Ghana’s AI Strategy: A Beacon of Hope and Optimism for the Future

 

In April 2025, Ghana launched its National AI Strategy—a bold move to position the nation as Africa’s AI hub. The strategy is built on four ambitious pillars: treating data as a national resource, expanding digital infrastructure, cultivating technical talent, and ensuring ethical and inclusive governance.

At its core are initiatives such as open data frameworks for health and agriculture, cloud expansion through public-private partnerships, and the highly touted One Million Coders program, designed to upskill young people in AI, cybersecurity, and software development. The strategy emphasises inclusion, calling for AI to enhance lives across agriculture, education, and healthcare.

However, the underlying challenge is clear: Will the benefits extend beyond the tech sector? Will this strategy cultivate AI fluency in classrooms, rural communities, and non-technical domains? The need for this is urgent and of utmost importance.

Looking Outward: How Others Are Building AI Literacy

On a global scale, education systems are grappling with this very question. UNESCO’s 2024 competency frameworks for students and teachers go beyond coding—they emphasise ethics, critical thinking, and cultural responsiveness. In this model, AI is not just a tool; it’s a lens through which learners interrogate the world. This is a movement that Ghana needs to be a part of.

Countries are responding accordingly. Singapore, now a global hub for AI literacy exports, has recently partnered with the UNDP to deliver AI learning tools to underserved regions, focusing on both community empowerment and technical delivery. Finland’s “Elements of AI” course, which is free and open to all, has demystified AI for over 1.2 million learners, spanning a range of professions, from artists to administrators. South Korea and China are incorporating AI into school curricula and revising textbooks to incorporate algorithmic thinking and data awareness across all grade levels.

Closer to home, Ghana’s collaboration with UNESCO aims to leverage AI in various sectors, including education and agribusiness, with a focus on building a unified data system. However, the local scaffolding for AI literacy—encompassing teacher readiness, curriculum integration, and equitable access—remains thin.

Lessons for Ghana: Toward a Literacy-First Strategy

1. Start with the Teachers
AI will not teach itself. If Ghana wants AI-literate students, it needs AI-literate teachers. This means national workshops, micro-credentialing, and school-based experimentation—not just seminars in capital cities.

2. Integrate, Don’t Isolate
AI shouldn’t be confined to computer labs. It should be incorporated into Civic Education, Mathematics, and even Visual Arts. Ghana could adopt Hong Kong’s approach: embed AI scenarios across disciplines to build everyday fluency.

3. Address the Infrastructure and the Interface
Expanding broadband is critical, but let’s also think about radio, SMS, and translated content.

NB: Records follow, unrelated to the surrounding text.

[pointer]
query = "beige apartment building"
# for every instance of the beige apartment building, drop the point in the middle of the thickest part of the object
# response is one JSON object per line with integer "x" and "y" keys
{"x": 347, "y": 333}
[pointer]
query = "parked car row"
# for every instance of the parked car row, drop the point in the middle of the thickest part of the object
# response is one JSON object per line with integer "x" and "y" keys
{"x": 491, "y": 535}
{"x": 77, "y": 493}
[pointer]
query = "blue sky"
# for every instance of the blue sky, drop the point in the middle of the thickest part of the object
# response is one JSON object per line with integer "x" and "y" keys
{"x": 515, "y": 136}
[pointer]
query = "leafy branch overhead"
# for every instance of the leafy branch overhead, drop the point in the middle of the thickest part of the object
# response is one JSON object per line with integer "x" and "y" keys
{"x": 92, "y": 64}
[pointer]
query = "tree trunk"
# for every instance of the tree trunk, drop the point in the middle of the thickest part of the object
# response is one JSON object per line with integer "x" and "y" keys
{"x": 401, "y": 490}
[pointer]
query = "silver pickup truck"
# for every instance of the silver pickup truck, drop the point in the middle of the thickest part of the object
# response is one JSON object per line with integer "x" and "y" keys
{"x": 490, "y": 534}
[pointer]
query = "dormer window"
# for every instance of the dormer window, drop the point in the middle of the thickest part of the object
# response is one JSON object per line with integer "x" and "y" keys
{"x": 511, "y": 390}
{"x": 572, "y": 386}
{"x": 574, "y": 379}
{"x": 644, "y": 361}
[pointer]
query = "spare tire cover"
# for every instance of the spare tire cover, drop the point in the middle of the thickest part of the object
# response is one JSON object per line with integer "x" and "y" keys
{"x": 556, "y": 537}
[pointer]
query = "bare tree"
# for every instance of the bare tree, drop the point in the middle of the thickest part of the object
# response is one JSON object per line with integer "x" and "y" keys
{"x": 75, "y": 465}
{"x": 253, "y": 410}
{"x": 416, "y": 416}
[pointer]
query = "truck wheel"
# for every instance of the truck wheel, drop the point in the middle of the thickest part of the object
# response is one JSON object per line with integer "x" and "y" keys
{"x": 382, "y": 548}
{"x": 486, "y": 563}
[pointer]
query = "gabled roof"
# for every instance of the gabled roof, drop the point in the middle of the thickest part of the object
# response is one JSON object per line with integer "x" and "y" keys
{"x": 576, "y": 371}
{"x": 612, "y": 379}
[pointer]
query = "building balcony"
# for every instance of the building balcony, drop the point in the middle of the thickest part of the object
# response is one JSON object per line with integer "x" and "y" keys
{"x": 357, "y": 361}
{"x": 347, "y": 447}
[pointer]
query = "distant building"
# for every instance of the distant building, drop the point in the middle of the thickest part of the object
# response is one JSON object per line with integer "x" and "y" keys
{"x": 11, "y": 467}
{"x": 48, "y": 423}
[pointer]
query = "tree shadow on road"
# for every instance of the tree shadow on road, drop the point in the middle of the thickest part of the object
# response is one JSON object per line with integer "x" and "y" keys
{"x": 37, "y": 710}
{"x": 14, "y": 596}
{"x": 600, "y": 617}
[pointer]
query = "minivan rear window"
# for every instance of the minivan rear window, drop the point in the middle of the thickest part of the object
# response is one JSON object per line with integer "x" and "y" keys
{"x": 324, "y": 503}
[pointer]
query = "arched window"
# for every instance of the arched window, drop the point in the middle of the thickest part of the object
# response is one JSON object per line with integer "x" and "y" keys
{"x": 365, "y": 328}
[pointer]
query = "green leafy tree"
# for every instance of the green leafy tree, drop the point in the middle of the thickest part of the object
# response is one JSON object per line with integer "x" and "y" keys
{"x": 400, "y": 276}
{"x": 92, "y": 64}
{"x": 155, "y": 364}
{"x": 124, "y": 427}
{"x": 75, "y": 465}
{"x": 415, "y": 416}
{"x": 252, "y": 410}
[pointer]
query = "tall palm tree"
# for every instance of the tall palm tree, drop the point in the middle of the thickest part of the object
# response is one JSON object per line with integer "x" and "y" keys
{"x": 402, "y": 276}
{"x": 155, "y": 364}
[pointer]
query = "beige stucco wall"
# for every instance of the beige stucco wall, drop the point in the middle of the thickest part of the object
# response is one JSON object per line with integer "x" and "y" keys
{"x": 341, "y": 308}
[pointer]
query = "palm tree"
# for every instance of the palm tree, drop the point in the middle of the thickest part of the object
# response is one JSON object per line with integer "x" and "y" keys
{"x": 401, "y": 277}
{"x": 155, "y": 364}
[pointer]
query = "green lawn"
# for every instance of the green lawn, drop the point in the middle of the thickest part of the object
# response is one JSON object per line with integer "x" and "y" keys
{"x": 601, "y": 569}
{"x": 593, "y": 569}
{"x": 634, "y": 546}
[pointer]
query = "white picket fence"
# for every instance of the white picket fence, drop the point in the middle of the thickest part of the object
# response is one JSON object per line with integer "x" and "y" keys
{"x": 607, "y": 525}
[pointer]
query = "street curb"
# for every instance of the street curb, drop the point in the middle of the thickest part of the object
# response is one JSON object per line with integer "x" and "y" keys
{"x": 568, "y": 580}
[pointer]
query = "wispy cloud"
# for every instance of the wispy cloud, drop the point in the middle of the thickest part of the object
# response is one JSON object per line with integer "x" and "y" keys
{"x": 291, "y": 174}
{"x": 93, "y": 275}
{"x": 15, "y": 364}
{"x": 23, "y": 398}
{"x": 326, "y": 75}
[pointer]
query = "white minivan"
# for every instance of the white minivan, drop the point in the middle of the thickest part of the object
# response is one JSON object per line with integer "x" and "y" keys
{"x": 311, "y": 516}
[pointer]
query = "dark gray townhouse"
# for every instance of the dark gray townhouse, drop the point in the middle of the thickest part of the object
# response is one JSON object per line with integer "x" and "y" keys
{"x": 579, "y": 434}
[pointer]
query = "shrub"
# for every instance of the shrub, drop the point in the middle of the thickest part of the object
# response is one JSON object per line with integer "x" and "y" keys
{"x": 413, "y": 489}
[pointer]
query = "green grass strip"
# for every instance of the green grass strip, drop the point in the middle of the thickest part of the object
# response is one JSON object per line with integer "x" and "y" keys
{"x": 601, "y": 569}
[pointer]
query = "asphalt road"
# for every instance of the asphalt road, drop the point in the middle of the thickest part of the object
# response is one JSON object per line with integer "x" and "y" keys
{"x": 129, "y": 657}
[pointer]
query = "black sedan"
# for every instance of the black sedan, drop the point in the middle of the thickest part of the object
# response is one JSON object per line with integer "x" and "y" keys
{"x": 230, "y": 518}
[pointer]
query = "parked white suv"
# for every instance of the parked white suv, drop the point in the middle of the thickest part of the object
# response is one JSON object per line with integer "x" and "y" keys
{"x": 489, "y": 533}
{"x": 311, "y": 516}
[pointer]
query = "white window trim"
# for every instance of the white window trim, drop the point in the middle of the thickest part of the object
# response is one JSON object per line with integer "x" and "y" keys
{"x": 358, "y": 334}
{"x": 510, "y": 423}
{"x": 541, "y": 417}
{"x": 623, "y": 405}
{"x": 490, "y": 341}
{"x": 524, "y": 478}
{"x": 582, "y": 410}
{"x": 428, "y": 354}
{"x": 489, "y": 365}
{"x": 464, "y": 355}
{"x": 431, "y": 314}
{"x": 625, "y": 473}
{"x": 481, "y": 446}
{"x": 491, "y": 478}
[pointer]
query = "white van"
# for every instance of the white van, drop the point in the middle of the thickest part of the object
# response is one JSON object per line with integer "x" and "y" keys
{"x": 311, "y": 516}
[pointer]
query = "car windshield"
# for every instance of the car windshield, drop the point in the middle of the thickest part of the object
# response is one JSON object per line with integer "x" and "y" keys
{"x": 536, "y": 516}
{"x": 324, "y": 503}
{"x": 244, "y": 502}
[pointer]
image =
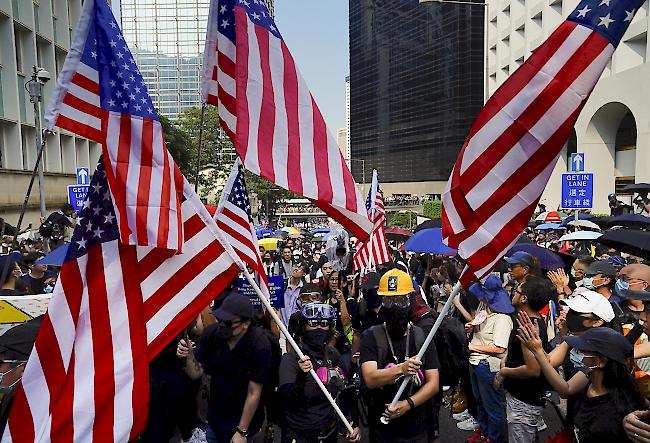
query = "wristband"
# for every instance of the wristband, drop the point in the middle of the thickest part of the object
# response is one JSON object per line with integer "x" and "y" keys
{"x": 242, "y": 432}
{"x": 410, "y": 402}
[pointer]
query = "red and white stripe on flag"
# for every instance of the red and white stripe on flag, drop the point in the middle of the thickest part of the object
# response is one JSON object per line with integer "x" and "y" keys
{"x": 113, "y": 108}
{"x": 115, "y": 307}
{"x": 515, "y": 141}
{"x": 374, "y": 251}
{"x": 270, "y": 114}
{"x": 234, "y": 219}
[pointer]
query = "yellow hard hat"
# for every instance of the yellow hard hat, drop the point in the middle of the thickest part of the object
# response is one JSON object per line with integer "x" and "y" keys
{"x": 395, "y": 282}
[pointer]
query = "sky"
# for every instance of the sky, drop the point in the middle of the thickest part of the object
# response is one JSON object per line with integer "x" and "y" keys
{"x": 316, "y": 33}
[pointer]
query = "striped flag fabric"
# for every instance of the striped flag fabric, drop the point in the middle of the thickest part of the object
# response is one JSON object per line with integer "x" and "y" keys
{"x": 234, "y": 219}
{"x": 270, "y": 114}
{"x": 101, "y": 95}
{"x": 114, "y": 308}
{"x": 374, "y": 251}
{"x": 516, "y": 139}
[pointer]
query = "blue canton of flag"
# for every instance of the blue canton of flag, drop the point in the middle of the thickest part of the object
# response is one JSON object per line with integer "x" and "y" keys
{"x": 97, "y": 222}
{"x": 610, "y": 18}
{"x": 239, "y": 194}
{"x": 122, "y": 87}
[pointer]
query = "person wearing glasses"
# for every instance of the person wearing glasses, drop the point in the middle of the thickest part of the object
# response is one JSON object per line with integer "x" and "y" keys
{"x": 309, "y": 417}
{"x": 388, "y": 354}
{"x": 238, "y": 357}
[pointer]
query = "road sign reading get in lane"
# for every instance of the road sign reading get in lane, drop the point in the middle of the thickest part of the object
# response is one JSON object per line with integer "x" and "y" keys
{"x": 577, "y": 191}
{"x": 77, "y": 195}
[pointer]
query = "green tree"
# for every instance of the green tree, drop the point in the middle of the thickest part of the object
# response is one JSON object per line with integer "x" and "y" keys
{"x": 404, "y": 220}
{"x": 432, "y": 209}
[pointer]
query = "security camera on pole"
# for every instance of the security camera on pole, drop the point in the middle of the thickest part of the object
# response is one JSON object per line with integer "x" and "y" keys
{"x": 35, "y": 89}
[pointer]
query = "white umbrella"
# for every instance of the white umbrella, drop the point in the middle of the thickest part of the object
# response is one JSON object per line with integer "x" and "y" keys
{"x": 584, "y": 224}
{"x": 581, "y": 235}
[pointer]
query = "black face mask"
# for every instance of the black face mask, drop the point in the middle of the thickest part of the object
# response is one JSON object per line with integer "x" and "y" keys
{"x": 396, "y": 321}
{"x": 574, "y": 321}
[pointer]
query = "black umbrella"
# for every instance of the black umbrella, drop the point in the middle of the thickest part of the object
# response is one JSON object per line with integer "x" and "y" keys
{"x": 638, "y": 187}
{"x": 630, "y": 220}
{"x": 433, "y": 223}
{"x": 631, "y": 241}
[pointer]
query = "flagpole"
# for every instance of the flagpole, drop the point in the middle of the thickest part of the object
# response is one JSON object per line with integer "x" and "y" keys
{"x": 294, "y": 345}
{"x": 427, "y": 342}
{"x": 198, "y": 154}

Ghana’s linguistic diversity and regional disparities demand low-tech and culturally grounded delivery mechanisms.

4. Move from Policy to Practice
A national strategy is a good start, but execution will require long-term funding, clear benchmarks, and public–private collaboration. Without these, we risk excluding the very generation the strategy aims to empower.

Conclusion: From Coders to Citizens

Ghana’s youthful population—median age just under 22—is a powerful demographic dividend. However, turning that potential into leadership in AI will depend not only on branding or bandwidth, but also on literacy. Not just how to use AI, but how to question it, imagine with it, and use it responsibly.

Let Ghana’s AI strategy not be remembered for servers and slogans, but for shaping a generation of thinkers who can build, critique, and humanise the digital future.